Ha confessato di essere lui l'uomo che ha ammazzato ieri a Isola Capo Rizzuto, in località "Capo Bianco", a colpi d'arma da fuoco Giuseppe Caterisano, classe 1952, colpito al capo, davanti alla sua abitazione, da alcuni colpi di pistola calibro 9. Un giovane di 16 anni, nipote della vittima, è stato arrestato dai carabinieri di Isola Capo Rizzuto.
Il fermo nella notte. Già nella notte il giovane era stato sottoposto dai militari dell'Arma al test dello Stub per verificare, attraverso accertamenti tecnico scientifici, se vi fossero su di lui tracce di residui di sparo.

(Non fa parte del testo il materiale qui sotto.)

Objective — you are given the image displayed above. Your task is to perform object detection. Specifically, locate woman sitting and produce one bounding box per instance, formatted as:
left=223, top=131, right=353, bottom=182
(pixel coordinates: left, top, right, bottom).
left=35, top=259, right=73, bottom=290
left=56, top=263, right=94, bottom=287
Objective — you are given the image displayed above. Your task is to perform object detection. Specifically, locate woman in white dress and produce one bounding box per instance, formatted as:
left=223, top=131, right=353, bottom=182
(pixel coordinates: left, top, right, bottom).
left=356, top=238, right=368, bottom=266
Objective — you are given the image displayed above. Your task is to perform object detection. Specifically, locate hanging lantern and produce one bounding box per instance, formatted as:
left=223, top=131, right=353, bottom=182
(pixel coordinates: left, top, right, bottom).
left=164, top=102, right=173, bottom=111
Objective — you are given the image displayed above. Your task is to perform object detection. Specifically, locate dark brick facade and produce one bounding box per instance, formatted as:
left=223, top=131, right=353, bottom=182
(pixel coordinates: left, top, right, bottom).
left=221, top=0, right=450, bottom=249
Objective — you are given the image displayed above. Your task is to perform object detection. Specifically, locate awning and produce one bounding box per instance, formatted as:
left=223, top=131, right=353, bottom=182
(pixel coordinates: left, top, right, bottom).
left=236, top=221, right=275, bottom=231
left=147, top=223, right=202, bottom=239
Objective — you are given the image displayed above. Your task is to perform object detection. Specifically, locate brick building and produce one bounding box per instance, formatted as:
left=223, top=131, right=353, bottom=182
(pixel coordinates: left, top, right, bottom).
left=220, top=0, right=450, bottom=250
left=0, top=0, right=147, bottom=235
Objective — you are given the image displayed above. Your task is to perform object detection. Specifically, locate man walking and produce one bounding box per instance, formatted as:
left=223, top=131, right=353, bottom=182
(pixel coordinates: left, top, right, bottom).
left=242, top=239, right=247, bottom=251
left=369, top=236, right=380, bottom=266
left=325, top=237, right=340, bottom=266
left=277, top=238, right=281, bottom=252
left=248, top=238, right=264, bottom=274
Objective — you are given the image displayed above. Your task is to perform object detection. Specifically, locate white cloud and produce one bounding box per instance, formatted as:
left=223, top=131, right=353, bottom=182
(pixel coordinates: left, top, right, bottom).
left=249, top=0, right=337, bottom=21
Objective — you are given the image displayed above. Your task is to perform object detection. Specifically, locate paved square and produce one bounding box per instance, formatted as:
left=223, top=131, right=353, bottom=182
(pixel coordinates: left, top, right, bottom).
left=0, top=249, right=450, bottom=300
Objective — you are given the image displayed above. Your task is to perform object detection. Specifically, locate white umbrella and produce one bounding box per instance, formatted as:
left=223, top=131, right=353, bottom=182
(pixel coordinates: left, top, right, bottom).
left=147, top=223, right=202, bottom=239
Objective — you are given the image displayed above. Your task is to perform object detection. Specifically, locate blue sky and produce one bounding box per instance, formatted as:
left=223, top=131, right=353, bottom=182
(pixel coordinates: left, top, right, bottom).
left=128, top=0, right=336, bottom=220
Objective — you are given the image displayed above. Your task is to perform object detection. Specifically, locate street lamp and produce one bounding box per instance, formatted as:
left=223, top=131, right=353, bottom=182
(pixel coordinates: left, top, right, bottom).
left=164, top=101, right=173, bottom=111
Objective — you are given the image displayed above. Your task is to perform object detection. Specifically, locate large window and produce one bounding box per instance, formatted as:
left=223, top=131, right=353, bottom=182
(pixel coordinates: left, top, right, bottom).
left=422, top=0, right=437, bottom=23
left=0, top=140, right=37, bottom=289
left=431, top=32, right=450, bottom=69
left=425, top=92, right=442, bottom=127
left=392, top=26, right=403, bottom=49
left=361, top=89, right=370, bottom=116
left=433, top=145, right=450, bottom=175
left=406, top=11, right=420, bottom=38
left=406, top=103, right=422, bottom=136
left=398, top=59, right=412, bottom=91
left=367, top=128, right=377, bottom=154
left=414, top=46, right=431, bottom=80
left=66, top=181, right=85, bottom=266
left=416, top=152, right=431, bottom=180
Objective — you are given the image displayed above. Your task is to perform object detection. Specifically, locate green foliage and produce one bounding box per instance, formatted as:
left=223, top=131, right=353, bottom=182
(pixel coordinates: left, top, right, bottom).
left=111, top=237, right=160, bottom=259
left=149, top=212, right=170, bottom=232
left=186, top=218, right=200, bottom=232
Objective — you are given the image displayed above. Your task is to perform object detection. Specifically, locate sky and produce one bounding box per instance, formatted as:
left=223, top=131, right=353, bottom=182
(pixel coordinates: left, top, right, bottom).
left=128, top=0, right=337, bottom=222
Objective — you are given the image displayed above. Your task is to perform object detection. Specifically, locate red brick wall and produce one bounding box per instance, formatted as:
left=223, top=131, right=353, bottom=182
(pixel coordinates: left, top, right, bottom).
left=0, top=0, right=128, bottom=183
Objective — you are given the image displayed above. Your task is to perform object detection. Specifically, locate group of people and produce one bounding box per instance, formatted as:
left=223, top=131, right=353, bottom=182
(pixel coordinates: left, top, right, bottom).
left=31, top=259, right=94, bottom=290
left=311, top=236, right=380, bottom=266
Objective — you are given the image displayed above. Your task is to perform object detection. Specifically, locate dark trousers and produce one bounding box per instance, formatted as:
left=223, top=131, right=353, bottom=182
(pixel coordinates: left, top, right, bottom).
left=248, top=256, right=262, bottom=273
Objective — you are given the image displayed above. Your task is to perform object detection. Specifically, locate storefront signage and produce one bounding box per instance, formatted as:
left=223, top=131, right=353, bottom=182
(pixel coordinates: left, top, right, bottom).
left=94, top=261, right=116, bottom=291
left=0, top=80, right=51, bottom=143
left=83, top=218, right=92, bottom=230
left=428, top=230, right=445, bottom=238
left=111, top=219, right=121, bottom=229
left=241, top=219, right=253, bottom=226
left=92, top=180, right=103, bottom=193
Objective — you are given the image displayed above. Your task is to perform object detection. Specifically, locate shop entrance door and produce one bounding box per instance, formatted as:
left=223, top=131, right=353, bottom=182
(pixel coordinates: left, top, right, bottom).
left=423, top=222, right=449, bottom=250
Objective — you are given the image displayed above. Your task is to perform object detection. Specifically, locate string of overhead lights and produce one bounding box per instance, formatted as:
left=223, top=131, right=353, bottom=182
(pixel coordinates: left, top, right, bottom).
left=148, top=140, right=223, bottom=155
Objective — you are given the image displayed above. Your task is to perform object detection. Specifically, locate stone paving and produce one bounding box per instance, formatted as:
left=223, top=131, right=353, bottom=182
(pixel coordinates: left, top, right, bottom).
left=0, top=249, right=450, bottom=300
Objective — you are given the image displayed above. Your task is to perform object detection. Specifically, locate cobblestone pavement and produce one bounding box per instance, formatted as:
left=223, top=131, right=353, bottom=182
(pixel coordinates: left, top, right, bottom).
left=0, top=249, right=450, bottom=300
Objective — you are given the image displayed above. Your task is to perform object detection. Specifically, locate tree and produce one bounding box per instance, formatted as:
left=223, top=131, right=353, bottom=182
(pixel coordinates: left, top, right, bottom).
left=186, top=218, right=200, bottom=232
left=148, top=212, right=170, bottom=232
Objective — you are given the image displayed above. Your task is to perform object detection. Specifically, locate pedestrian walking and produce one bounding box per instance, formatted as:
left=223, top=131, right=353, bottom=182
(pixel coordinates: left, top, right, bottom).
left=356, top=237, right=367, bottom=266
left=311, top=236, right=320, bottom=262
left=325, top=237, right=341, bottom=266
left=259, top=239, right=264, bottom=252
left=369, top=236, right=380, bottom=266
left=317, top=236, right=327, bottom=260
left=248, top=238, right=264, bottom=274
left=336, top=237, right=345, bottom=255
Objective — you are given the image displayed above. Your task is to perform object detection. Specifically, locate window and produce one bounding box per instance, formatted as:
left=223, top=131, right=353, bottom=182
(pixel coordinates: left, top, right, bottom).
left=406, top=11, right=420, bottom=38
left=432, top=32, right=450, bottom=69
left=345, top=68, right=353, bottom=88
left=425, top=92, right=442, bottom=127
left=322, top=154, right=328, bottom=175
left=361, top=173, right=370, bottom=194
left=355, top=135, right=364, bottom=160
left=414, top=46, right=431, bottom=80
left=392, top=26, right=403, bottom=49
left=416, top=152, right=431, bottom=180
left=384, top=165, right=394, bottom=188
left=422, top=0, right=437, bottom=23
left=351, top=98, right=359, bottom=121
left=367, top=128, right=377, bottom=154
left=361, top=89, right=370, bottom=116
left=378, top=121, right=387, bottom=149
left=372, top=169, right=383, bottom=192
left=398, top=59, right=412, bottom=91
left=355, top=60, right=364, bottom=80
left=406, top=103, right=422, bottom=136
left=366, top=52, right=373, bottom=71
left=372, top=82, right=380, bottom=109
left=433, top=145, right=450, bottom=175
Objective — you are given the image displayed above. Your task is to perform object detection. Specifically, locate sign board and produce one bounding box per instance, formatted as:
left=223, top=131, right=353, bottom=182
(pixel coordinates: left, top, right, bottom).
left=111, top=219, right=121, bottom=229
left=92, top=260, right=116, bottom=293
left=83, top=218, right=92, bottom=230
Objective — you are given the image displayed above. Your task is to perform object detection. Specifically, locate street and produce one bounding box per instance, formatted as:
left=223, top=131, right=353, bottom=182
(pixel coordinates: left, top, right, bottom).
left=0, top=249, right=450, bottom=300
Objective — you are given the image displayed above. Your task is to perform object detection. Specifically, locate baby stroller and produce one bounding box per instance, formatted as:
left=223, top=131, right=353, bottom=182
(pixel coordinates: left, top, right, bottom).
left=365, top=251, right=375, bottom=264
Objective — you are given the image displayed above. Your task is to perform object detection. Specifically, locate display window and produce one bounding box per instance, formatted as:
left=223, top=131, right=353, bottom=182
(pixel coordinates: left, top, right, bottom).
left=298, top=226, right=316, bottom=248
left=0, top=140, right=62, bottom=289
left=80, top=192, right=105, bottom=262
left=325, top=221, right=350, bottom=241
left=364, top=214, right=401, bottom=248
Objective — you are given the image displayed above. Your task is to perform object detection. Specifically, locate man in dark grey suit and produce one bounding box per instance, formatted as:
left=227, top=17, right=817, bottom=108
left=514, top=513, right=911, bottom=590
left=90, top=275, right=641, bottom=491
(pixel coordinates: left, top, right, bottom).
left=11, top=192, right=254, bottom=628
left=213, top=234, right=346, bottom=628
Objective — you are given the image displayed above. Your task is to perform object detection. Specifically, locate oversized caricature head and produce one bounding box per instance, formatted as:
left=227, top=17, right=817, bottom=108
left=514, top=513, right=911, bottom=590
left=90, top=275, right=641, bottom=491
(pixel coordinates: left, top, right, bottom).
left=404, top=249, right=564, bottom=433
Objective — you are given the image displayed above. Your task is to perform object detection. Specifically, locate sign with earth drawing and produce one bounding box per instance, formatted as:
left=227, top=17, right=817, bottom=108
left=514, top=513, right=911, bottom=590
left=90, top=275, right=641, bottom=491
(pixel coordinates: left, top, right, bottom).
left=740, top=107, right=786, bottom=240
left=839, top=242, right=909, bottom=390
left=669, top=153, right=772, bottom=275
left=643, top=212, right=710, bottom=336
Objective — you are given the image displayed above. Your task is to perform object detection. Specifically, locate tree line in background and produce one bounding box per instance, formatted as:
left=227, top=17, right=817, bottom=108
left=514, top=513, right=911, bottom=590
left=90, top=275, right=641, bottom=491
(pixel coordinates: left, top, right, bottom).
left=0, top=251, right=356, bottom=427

Da quel momento il ragazzo è rimasto in caserma e sentito con le garanzie difensive fino a quando, poco prima delle 7 di questa mattina, ha prima fatto ritrovare la presumibile arma del delitto, una pistola automatica calibro 9, clandestina priva di matricola, e successivamente ha fornito una confessione su quanto accaduto. I carabinieri sono ancora al lavoro per ricostruire ogni momento della giornata di ieri culminata con l'omicidio di Giuseppe Caterisano e determinare con certezza le cause dell'omicidio che, al momento, sembrano essere riconducibili a dissidi maturati in ambito famigliare. Il ragazzo è stato portato nel centro di prima accoglienza per minorenni di Catanzaro. I carabinieri stanno ancora indagando per ricostruire ogni momento della giornata di ieri della vittima e dell'autore del delitto e determinare con certezza le cause dell'omicidio.
Il movente. Al momento, secondo quanto emerso dalle indagini condotte finora, il movente sarebbe riconducibile a dissidi di natura economica maturati in ambito familiare. Tra la vittima ed i suoi fratelli, infatti, vi sarebbero stati frequenti discussioni, che andavano avanti da almeno 7 anni.